Diabetes induces impairment in cognitive function. There is substantial evidence that hippocampal endoplasmic reticulum (ER) stress is involved in diabetic cognitive impairment. Hydrogen sulfide (HS) attenuates the learning and memory decline in experimental Alzheimer's disease and inhibits the hippocampal ER stress in homocysteine-exposed rats. Therefore, this aim of the present work was to investigate whether HS ameliorates the diabetic cognitive dysfunction involving inhibition of hippocampal ER stress. In the present work, we found that stretozotocin (STZ, 40 mg/kg)-induced diabetic rats exhibited impairment in cognitive function, as judged by the novel objective recognition task (NOR) test, the Y-maze test and the Morris water maze (MWM) test. Notably, treatment of diabetic rats with sodium hydrosulfide (NaHS, a donor of HS, 30 or 100 μmol/kg/d, for 30 d) significantly reversed diabetes-induced impairment in cognitive function. We also found that STZ (40 mg/kg)-induced diabetic rats exhibited hippocampal ER stress, as evidenced by upregulations of glucose regulated protein 78 (GRP78), C/EBP homologous protein (CHOP), and cleaved caspase-12 in the hippocampus.

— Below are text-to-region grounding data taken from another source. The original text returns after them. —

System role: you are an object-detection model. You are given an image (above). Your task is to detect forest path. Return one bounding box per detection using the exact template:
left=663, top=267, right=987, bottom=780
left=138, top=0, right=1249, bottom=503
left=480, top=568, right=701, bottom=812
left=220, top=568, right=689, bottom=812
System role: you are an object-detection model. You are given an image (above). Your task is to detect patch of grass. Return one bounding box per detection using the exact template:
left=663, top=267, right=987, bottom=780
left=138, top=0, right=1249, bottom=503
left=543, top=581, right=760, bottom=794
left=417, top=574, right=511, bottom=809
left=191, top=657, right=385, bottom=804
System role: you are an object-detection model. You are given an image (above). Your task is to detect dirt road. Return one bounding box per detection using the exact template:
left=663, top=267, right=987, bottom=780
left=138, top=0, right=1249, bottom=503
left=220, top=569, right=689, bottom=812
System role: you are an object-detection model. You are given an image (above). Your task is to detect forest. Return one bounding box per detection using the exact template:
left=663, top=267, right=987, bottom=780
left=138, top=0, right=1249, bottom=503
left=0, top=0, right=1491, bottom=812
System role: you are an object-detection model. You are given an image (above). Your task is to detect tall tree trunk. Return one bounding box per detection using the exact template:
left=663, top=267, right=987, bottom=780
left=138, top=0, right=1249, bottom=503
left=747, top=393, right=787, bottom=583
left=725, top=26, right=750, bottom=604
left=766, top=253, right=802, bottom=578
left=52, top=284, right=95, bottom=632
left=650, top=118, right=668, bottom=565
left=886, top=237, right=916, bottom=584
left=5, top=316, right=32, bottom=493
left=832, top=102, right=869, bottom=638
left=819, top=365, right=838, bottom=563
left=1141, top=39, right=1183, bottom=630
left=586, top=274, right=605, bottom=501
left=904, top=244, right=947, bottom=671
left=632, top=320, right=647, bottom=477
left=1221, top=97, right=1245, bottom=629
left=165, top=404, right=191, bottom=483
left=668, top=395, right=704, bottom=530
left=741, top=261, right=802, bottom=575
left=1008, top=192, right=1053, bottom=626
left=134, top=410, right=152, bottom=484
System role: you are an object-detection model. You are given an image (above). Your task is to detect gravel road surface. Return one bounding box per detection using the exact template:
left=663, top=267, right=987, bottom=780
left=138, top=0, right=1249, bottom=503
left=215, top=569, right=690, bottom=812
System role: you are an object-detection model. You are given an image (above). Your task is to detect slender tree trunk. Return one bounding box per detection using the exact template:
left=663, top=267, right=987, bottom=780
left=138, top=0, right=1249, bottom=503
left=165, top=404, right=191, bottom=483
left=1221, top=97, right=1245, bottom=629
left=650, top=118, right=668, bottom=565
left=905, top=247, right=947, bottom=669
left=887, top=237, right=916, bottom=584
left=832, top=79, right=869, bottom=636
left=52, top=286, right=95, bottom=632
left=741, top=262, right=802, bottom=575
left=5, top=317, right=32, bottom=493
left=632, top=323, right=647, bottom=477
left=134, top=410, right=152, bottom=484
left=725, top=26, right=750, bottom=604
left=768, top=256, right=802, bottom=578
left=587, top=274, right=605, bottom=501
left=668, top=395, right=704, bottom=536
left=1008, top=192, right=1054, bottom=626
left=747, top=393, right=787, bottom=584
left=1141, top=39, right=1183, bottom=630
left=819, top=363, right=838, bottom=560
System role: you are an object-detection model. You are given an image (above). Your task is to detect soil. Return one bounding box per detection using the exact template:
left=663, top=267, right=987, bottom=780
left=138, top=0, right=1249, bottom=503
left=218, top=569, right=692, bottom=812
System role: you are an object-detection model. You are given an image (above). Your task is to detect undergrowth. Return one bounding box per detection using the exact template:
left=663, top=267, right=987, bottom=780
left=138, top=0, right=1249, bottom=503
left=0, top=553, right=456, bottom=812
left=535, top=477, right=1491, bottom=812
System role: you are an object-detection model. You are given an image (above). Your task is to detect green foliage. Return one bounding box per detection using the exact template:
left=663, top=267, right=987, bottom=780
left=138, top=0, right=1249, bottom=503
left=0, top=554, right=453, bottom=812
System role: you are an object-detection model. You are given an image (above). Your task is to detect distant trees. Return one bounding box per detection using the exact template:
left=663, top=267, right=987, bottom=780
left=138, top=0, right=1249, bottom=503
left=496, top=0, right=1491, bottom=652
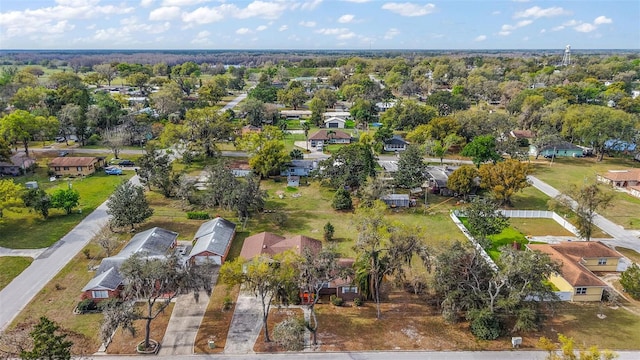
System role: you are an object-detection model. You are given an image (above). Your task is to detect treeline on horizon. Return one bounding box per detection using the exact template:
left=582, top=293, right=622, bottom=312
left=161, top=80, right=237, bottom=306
left=0, top=49, right=639, bottom=68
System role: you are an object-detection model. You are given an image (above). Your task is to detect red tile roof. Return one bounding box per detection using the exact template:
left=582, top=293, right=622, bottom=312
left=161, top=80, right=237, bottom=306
left=309, top=130, right=351, bottom=140
left=49, top=156, right=98, bottom=167
left=527, top=241, right=622, bottom=287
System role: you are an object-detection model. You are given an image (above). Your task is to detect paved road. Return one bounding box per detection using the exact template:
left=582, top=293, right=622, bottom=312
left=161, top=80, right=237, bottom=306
left=528, top=175, right=640, bottom=252
left=226, top=290, right=262, bottom=357
left=0, top=176, right=139, bottom=331
left=67, top=350, right=640, bottom=360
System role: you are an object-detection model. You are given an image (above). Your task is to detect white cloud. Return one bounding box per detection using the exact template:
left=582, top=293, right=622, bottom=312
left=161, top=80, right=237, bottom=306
left=593, top=15, right=613, bottom=25
left=513, top=6, right=569, bottom=19
left=0, top=0, right=135, bottom=38
left=234, top=0, right=287, bottom=19
left=384, top=28, right=400, bottom=40
left=498, top=20, right=533, bottom=36
left=338, top=14, right=355, bottom=24
left=300, top=0, right=322, bottom=10
left=182, top=5, right=230, bottom=24
left=149, top=6, right=180, bottom=21
left=162, top=0, right=209, bottom=6
left=573, top=23, right=598, bottom=33
left=382, top=3, right=436, bottom=16
left=316, top=28, right=356, bottom=40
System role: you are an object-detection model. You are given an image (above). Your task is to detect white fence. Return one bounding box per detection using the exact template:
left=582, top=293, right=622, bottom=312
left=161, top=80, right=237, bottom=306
left=498, top=210, right=580, bottom=237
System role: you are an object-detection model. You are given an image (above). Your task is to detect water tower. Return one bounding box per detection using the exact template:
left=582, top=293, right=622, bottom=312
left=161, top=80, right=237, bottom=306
left=562, top=45, right=571, bottom=66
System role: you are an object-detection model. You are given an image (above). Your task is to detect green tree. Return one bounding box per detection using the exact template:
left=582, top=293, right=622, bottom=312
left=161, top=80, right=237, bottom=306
left=460, top=135, right=502, bottom=168
left=0, top=110, right=38, bottom=156
left=100, top=253, right=214, bottom=350
left=556, top=184, right=613, bottom=241
left=464, top=198, right=509, bottom=249
left=316, top=144, right=376, bottom=189
left=22, top=188, right=52, bottom=220
left=0, top=180, right=24, bottom=219
left=620, top=264, right=640, bottom=300
left=479, top=159, right=531, bottom=205
left=323, top=221, right=336, bottom=241
left=298, top=246, right=347, bottom=345
left=447, top=165, right=479, bottom=199
left=393, top=145, right=426, bottom=189
left=220, top=252, right=298, bottom=342
left=20, top=316, right=73, bottom=360
left=51, top=189, right=80, bottom=215
left=107, top=180, right=153, bottom=230
left=331, top=188, right=353, bottom=210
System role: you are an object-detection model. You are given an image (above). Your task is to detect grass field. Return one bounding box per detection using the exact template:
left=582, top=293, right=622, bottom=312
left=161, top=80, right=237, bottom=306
left=0, top=172, right=128, bottom=249
left=0, top=256, right=33, bottom=290
left=533, top=157, right=640, bottom=229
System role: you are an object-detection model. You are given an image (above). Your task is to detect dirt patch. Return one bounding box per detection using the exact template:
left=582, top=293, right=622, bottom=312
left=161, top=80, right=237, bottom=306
left=253, top=307, right=302, bottom=352
left=107, top=303, right=174, bottom=355
left=194, top=283, right=240, bottom=354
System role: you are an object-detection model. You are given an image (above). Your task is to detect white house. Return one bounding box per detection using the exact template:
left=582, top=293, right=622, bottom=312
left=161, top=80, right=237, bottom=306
left=324, top=116, right=346, bottom=129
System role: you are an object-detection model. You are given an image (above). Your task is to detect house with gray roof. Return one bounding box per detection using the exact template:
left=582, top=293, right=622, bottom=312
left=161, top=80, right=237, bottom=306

However, treatment with NaHS (30 or 100 μmol/kg/d, for 30 d) markedly suppressed the increases in GRP78, CHOP, and cleaved caspase-12 expressions in the hippocampus of diabetic rats. In addition, we noted that NaHS (30 or 100 μmol/kg/d, for 30 d) significantly enhanced the generation of hippocampal endogenous HS in STZ-induced diabetic rats. These results suggest that HS exhibits therapeutic potential for diabetes-associated cognitive dysfunction, which is most likely related to its protective effects against hippocampal ER stress.